Yang Hee Seok, Kim Jeong Woo, Lee Sung Hyun, Yoo Byung Min
Department of Orthopaedic Surgery, Wonkwang University Hospital, Iksan, Korea.
Clin Shoulder Elb. 2018 Dec 1;21(4):234-239. doi: 10.5397/cise.2018.21.4.234. eCollection 2018 Dec.
In elbow fracture-dislocation, partial excision of the comminuted radial head fracture that is not amenable to fixation remains controversial considering the accompanying symptoms. This study was undertaken to evaluate the results of radial head partial excision when the comminuted radial head fracture involved <50% of the articular surface in all-arthroscopic repair of elbow fracture-dislocation.
Patients were divided into two groups based on the condition of the radial head fracture. In Group A, the patients had a radial head comminuted fracture involving <50% of the articular surface, and underwent arthroscopic partial excision. Group B was the non-excision group comprising patients with stable and non-displacement fractures. Follow-up consultations were conducted at 6 weeks and at 3, 6, 12, and 24 months after surgery.

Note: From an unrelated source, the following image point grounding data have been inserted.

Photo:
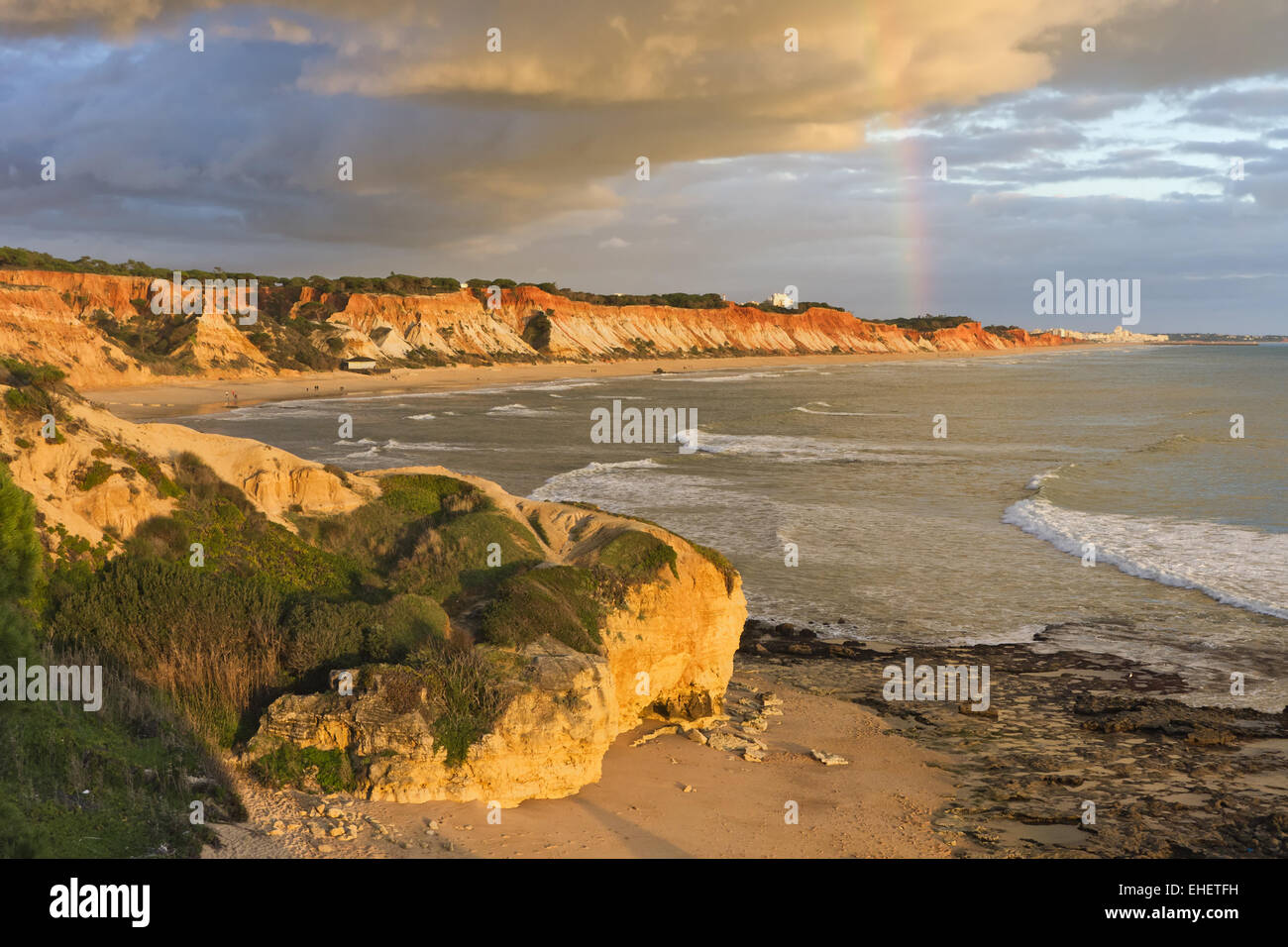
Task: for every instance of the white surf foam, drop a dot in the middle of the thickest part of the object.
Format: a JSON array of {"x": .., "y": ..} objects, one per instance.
[{"x": 1233, "y": 565}]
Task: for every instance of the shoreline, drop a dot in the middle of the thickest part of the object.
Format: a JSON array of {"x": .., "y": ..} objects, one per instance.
[
  {"x": 178, "y": 397},
  {"x": 661, "y": 795}
]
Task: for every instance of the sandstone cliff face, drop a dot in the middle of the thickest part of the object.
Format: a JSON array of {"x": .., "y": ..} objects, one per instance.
[
  {"x": 54, "y": 472},
  {"x": 668, "y": 650},
  {"x": 53, "y": 311},
  {"x": 668, "y": 655},
  {"x": 549, "y": 742}
]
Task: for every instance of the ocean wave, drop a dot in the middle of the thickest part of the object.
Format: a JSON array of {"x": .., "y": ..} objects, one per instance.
[
  {"x": 1235, "y": 566},
  {"x": 1035, "y": 480},
  {"x": 800, "y": 449},
  {"x": 391, "y": 445},
  {"x": 715, "y": 379},
  {"x": 555, "y": 385},
  {"x": 518, "y": 411},
  {"x": 626, "y": 486},
  {"x": 807, "y": 410}
]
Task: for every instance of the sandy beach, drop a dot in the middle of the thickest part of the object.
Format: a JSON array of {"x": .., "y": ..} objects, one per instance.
[
  {"x": 176, "y": 397},
  {"x": 877, "y": 805}
]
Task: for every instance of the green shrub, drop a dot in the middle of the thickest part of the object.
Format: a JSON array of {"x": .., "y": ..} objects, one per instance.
[
  {"x": 638, "y": 557},
  {"x": 565, "y": 602},
  {"x": 721, "y": 564},
  {"x": 290, "y": 764}
]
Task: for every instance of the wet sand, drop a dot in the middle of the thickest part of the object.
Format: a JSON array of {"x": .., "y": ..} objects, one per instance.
[
  {"x": 176, "y": 397},
  {"x": 879, "y": 805}
]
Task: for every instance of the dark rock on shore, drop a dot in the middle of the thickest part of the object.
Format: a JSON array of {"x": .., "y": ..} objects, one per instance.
[{"x": 1078, "y": 754}]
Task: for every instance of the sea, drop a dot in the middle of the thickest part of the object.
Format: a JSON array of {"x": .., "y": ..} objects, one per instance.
[{"x": 1122, "y": 500}]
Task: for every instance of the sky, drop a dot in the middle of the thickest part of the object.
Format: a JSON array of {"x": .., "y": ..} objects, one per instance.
[{"x": 907, "y": 158}]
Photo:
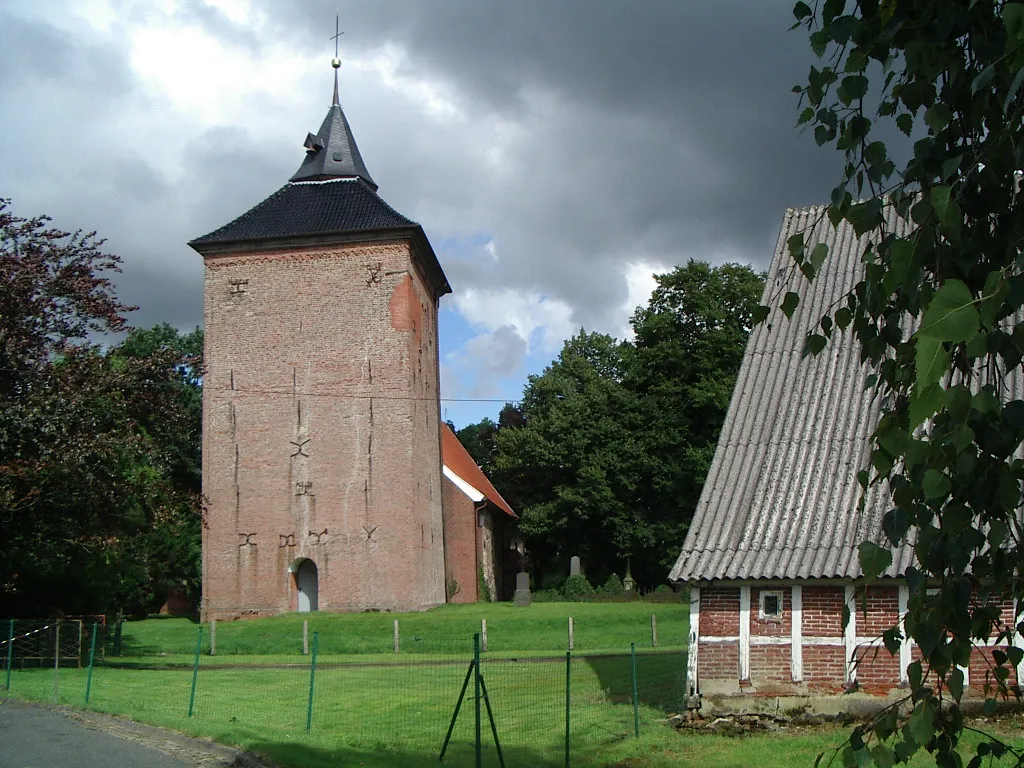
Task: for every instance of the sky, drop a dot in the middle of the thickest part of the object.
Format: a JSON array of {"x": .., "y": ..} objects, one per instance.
[{"x": 557, "y": 153}]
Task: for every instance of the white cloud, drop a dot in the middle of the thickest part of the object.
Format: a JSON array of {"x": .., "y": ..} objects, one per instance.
[{"x": 542, "y": 323}]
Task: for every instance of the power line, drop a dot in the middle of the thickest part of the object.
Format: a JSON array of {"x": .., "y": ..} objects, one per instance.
[{"x": 358, "y": 396}]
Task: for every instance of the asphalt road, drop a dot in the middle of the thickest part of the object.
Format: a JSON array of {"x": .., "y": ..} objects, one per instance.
[{"x": 33, "y": 736}]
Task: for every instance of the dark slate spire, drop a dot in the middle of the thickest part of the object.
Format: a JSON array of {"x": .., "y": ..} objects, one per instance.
[{"x": 332, "y": 153}]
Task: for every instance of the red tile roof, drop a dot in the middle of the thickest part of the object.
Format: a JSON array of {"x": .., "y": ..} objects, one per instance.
[{"x": 458, "y": 460}]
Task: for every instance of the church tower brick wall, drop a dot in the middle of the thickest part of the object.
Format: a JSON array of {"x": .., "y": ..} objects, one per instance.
[{"x": 322, "y": 428}]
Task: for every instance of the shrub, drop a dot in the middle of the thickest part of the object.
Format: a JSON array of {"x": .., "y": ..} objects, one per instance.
[
  {"x": 578, "y": 589},
  {"x": 546, "y": 596},
  {"x": 613, "y": 586}
]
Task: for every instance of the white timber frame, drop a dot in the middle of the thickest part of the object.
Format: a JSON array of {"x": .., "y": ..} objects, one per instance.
[
  {"x": 850, "y": 641},
  {"x": 850, "y": 633},
  {"x": 904, "y": 645},
  {"x": 1019, "y": 642},
  {"x": 797, "y": 634},
  {"x": 744, "y": 633},
  {"x": 691, "y": 652}
]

In all, 19 patients (Group A: 11; Group B: 8) met the inclusion criteria and were enrolled in the study. At the final follow-up, all 19 patients showed complete resolution of elbow instability. No significant differences were observed in the range of motion, visual analogue scale score, and Mayo elbow performance score between groups. Radiological findings did not show any complications of the radiocapitellar joint. However, nonunion of the coracoid fracture was observed in 3 patients (Group A: 1; Group B: 2), without any accompanying instability and clinical symptoms.
Considering that the final outcome is coronoid fracture fixation and lateral collateral ligament complex repair for restoring elbow stability, arthroscopic partial excision for radial head comminuted fractures involving <50% of articular surface is an effective and acceptable treatment for elbow fracture-dislocation.
在肘关节骨折脱位中,对于无法固定的粉碎性桡骨头骨折进行部分切除,鉴于其伴随症状,仍存在争议。本研究旨在评估在肘关节骨折脱位的全关节镜修复中,当粉碎性桡骨头骨折累及关节面不足50%时,桡骨头部分切除的效果。
根据桡骨头骨折情况将患者分为两组。A组患者为桡骨头粉碎性骨折累及关节面不足50%,接受关节镜下部分切除。B组为非切除组,包括骨折稳定且无移位的患者。术后6周以及3、6、12和24个月进行随访。
共有19例患者(A组:11例;B组:8例)符合纳入标准并纳入本研究。在末次随访时,所有19例患者的肘关节不稳均完全缓解。两组之间在活动范围、视觉模拟评分和梅奥肘关节功能评分方面未观察到显著差异。影像学检查结果未显示桡肱关节有任何并发症。然而,3例患者(A组:1例;B组:2例)出现喙突骨折不愈合,无任何伴随的不稳和临床症状。
考虑到最终结果是通过冠状突骨折固定和外侧副韧带复合体修复来恢复肘关节稳定性,对于累及关节面不足50%的桡骨头粉碎性骨折,关节镜下部分切除是治疗肘关节骨折脱位的一种有效且可接受的方法。